Genivia / RE-flex

A high-performance C++ regex library and lexical analyzer generator with Unicode support. Extends Flex++ with Unicode support, indent/dedent anchors, lazy quantifiers, functions for lex and syntax error reporting and more. Seamlessly integrates with Bison and other parsers.
https://www.genivia.com/doc/reflex/html
BSD 3-Clause "New" or "Revised" License
504 stars 85 forks source link

Question/feature request: discard part of a match without returning it to the input? #190

Closed tlemo closed 11 months ago

tlemo commented 1 year ago

Does RE/flex provide any way to discard part of the matched input, without returning the discarded part to the input? Basically something along the lines of matcher.less(n), but without returning the trimmed part to the input, but discarding it.

Consider a hypothetical example, scanning a basic string literal:

\"   { push_state(STRING); }
<STRING>[^"] { matcher().more(); }
<STRING>\" { pop_state(); return kStringToken; }

This would work fine, although it comes with a small nuisance in the form of the last \", which is part of the lexeme (for "foo", the lexeme would be foo"). While this is minor, it would be nice to avoid special casing to drop the '\"' outside the lexer.

PS. This is similar to the XML example in the RE/flex user guide, where less(size-1) is used

genivia-inc commented 11 months ago

To discard part of the match without retracing the input, use the str() method (or wstr() for wide strings) to place the match in a std::string that can be truncated.

tlemo commented 11 months ago

Thanks. Yes, truncating the lexeme later on is one option, but it's not pretty. Not all the rules require immediate truncation, which means that at scanner level where we deal with generic tokens & lexemes, we'd keep the "un-truncated" lexeme around.

This might pop up in diagnostics or other places where the generic tokens are processed. It's not a major issue, but it would be nicer & simpler to just produce the clean lexemes in the first place, and not require a later fix-up.

genivia-inc commented 11 months ago

Well, as you know less(n) truncates but restarts at the truncated position. The reason is the same as Flex to ensure high-performant scanning by just inserting a \0 at the position of the end of the pattern match. This lets yytext return a pointer to the buffer with the terminating \0. The \0 is then replaced with the character that occupied it before when the scanner continues. It is simple, efficient, and fast.

If you want to extract a lexeme that is shorter after some truncation, then just copy the part of it that you need. The most efficient way is to use std::string(matcher->begin(), matcher->size()-1) to place the lexeme in a string without the last character, for example. Or copy it to a buffer, or send it to a stream, etc.

tlemo commented 11 months ago

Well, as you know less(n) truncates but restarts at the truncated position. The reason is the same as Flex to ensure high-performant scanning by just inserting a \0 at the position of the end of the pattern match. This lets yytext return a pointer to the buffer with the terminating \0. The \0 is then replaced with the character that occupied it before when the scanner continues. It is simple, efficient, and fast.

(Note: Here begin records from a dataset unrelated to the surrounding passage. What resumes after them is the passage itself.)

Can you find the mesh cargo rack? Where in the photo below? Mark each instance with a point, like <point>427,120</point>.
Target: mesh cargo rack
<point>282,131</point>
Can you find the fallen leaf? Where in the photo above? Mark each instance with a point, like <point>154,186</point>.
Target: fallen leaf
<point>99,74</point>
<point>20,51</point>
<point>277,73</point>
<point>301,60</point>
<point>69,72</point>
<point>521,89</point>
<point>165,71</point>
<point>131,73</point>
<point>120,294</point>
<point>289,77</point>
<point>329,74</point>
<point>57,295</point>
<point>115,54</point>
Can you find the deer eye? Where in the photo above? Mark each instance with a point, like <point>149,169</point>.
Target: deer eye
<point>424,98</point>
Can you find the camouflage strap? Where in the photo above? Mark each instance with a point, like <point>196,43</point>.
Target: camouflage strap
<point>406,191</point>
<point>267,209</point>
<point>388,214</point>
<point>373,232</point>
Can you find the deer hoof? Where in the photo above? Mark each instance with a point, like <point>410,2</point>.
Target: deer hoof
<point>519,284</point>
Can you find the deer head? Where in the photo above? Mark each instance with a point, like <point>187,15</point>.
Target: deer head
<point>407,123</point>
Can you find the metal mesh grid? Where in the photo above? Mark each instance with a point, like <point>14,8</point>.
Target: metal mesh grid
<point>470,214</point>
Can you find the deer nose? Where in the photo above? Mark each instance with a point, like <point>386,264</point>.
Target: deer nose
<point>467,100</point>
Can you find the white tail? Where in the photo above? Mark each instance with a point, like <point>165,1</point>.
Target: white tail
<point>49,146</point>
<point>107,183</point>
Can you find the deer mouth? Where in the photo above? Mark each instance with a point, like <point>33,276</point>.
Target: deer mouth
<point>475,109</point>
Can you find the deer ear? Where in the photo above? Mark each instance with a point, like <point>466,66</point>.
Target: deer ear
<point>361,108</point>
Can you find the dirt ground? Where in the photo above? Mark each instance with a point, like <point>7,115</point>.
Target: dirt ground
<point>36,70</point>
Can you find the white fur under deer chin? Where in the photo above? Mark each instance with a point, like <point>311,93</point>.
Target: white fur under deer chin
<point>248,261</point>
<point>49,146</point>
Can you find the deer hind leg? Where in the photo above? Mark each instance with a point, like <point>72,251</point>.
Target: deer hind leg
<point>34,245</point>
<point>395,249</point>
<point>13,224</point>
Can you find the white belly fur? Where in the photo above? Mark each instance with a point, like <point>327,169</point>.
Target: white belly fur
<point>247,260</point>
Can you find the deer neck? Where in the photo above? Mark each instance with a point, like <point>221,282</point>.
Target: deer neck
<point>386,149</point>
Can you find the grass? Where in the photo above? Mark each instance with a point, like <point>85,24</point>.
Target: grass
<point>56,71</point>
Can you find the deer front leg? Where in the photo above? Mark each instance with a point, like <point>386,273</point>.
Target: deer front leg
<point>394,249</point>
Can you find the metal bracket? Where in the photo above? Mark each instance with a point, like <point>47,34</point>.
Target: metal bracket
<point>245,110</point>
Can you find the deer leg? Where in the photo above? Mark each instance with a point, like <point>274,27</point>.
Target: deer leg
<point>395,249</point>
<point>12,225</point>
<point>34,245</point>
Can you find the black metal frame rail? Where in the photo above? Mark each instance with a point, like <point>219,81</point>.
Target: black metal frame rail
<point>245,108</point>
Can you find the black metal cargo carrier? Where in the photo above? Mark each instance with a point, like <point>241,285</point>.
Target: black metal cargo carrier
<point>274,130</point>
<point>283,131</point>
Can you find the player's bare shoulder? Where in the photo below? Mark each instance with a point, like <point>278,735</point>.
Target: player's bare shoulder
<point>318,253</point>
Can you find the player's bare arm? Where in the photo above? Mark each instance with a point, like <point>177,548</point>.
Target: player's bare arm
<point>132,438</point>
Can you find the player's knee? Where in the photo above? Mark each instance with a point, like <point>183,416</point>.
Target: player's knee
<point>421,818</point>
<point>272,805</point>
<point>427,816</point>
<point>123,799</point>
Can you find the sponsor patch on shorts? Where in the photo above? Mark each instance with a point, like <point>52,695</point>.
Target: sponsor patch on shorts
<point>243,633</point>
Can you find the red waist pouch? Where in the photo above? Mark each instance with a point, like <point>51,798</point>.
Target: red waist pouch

I think that discarding characters would still fit within that model - the \0 would just be in front on the restart position. Discarding seems to me like half of less(): it would move back the end of the match w/o also changing the restart position. Am I missing anything?

If you want to extract a lexeme that is shorter after some truncation, then just copy the part of it that you need. The most efficient way is to use std::string(matcher->begin(), matcher->size()-1) to place the lexeme in a string without the last character, for example. Or copy it to a buffer, or send it to a stream, etc.

Thanks, but that still leave me with the having to either copy all lexemes or carry un-truncated lexemes around at scanner level, which is precisely what I'd like to avoid.

genivia-inc commented 11 months ago

I think that discarding characters would still fit within that model - the \0 would just be in front on the restart position. Discarding seems to me like half of less(): it would move back the end of the match w/o also changing the restart position. Am I missing anything?

Some background: it is possible to store a \0 anywhere in the yytext() that points to the buffer like the old Lex suggested, but Flex changed yytext() to const char* to prevent that. And there are good reasons for that in RE/flex as well: an input buffer may be read-only, for example when scanning read-only mmap'ed files that can be tokenized with buffer(memory) to scan memory in place. This means that yytext() should never be used, but instead begin() should be used that is a pointer to the lexeme that is not \0-terminated. This is documented in the RE/flex manual and allows for efficient zero-copy scanning of mmap'ed files. Adding a lexeme truncation method only complicates things (it is not allowed in that case) with very little benefit since you can just extract the lexeme in any way you want.